It wasn’t too long ago that people were jumping out of windows because the market was spiraling down into a dark and evil abyss. Now the market seems to hit new all-time highs every day. And that’s not all. The S&P 500 has risen for the last 6 months straight. No wonder everyone is feeling a bit happier these days. The question now is what lies ahead?
In order to really get a sense of what may be in store, it’s helpful to consider what might be behind the current strength.
The first quarter ended with strong earnings and housing reports. Also, gas prices fell. These positives may have countered the fear that many investors have over domestic deficits and financial instability in Europe.
Don’t get me wrong, the domestic economy isn’t ripping it up. GNP expanded at an annual rate of only 2.5% in the first quarter. It’s nice, but it’s not stellar. But it’s that muted growth that reinforced investors’ hopes that the Fed will continue to juice the system with stimulus – and they like that idea. Also, with fixed income bonds being so risky and paying such paltry rates more investors are willing to give equities a try. They may feel that they have no other option. And this rush of new investors into the market is also helping push stock prices higher.

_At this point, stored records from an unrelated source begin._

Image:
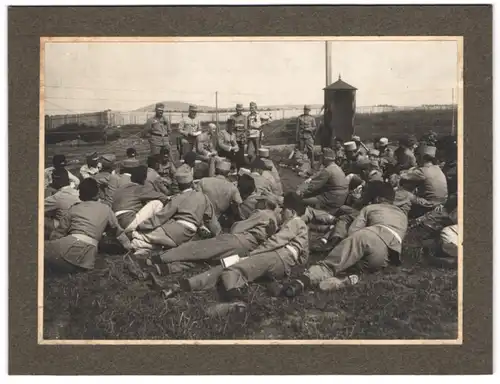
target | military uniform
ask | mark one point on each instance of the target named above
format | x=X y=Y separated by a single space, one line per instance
x=221 y=192
x=134 y=203
x=73 y=245
x=189 y=128
x=57 y=205
x=374 y=240
x=274 y=258
x=225 y=142
x=244 y=237
x=239 y=123
x=254 y=124
x=178 y=221
x=328 y=189
x=306 y=128
x=159 y=130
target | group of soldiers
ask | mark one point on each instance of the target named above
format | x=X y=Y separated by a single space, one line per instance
x=236 y=216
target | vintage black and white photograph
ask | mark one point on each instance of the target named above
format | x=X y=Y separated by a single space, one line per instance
x=251 y=190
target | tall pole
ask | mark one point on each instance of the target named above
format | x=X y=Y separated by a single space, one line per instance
x=452 y=111
x=217 y=110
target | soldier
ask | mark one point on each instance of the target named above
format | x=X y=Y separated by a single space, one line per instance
x=227 y=145
x=432 y=187
x=131 y=153
x=92 y=167
x=374 y=241
x=58 y=204
x=254 y=124
x=73 y=245
x=274 y=258
x=338 y=151
x=222 y=193
x=158 y=128
x=386 y=154
x=328 y=189
x=189 y=128
x=404 y=156
x=135 y=202
x=305 y=132
x=243 y=238
x=58 y=162
x=117 y=180
x=178 y=221
x=206 y=149
x=238 y=122
x=264 y=156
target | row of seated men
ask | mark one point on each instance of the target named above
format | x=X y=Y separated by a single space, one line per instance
x=269 y=235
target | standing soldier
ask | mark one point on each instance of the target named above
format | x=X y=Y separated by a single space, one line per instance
x=158 y=128
x=189 y=128
x=238 y=122
x=306 y=129
x=254 y=131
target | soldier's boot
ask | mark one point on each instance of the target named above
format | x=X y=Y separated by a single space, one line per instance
x=296 y=287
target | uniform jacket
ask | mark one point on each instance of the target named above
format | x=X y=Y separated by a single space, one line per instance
x=261 y=225
x=306 y=127
x=293 y=232
x=191 y=206
x=58 y=204
x=205 y=145
x=189 y=125
x=254 y=124
x=48 y=177
x=159 y=130
x=115 y=182
x=87 y=171
x=277 y=179
x=132 y=197
x=329 y=185
x=405 y=159
x=248 y=206
x=90 y=218
x=226 y=140
x=375 y=217
x=240 y=128
x=432 y=184
x=221 y=193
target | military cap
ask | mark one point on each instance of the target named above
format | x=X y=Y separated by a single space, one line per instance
x=184 y=177
x=350 y=146
x=223 y=165
x=263 y=152
x=375 y=175
x=427 y=150
x=130 y=163
x=59 y=161
x=243 y=171
x=383 y=141
x=363 y=163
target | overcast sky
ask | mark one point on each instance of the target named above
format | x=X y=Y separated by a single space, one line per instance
x=82 y=77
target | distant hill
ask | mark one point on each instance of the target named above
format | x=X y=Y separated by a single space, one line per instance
x=174 y=106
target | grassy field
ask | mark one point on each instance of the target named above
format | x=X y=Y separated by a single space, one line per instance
x=414 y=301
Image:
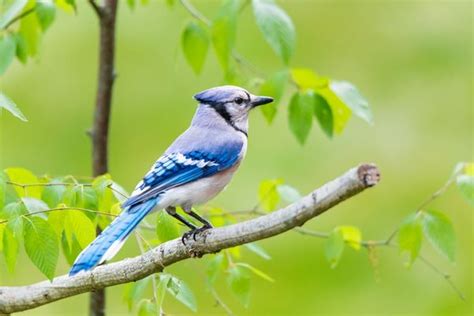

A Closer Look At The Positives And Negatives
Lets look at corporate earnings because ultimately that’s what drives stock prices. Earnings were only up 3.9% over the last 12 months. And sales were actually down a fraction according to Reuters. 70% of the companies that have reported beat earnings estimates but half failed to hit their sales projections. You can see that this is a very mixed bag.
Fuel prices fell by 3.5% last month. And that’s 9% below the average price in 2012 as reported by AAA. Home prices are up 9.3% over the last 12 months and that’s the best results in the housing market since 2006. These are both very strong positives for equity investors. Strong housing prices often lead to more consumer spending. This (and lower gas prices) generally are powerful stimuli for the economy at large.
Even though people are very concerned about what’s happening in foreign economies, overseas markets have done well. That’s more proof that the market is extremely difficult to predict in the short run. The one area that has been a big downer for investors has been gold. People who buy gold won’t remember April with any fondness. GLD (the largest ETF that we can use as a proxy for gold) fell 7.5% last month. And it’s 23% off of the high it reached in 2011.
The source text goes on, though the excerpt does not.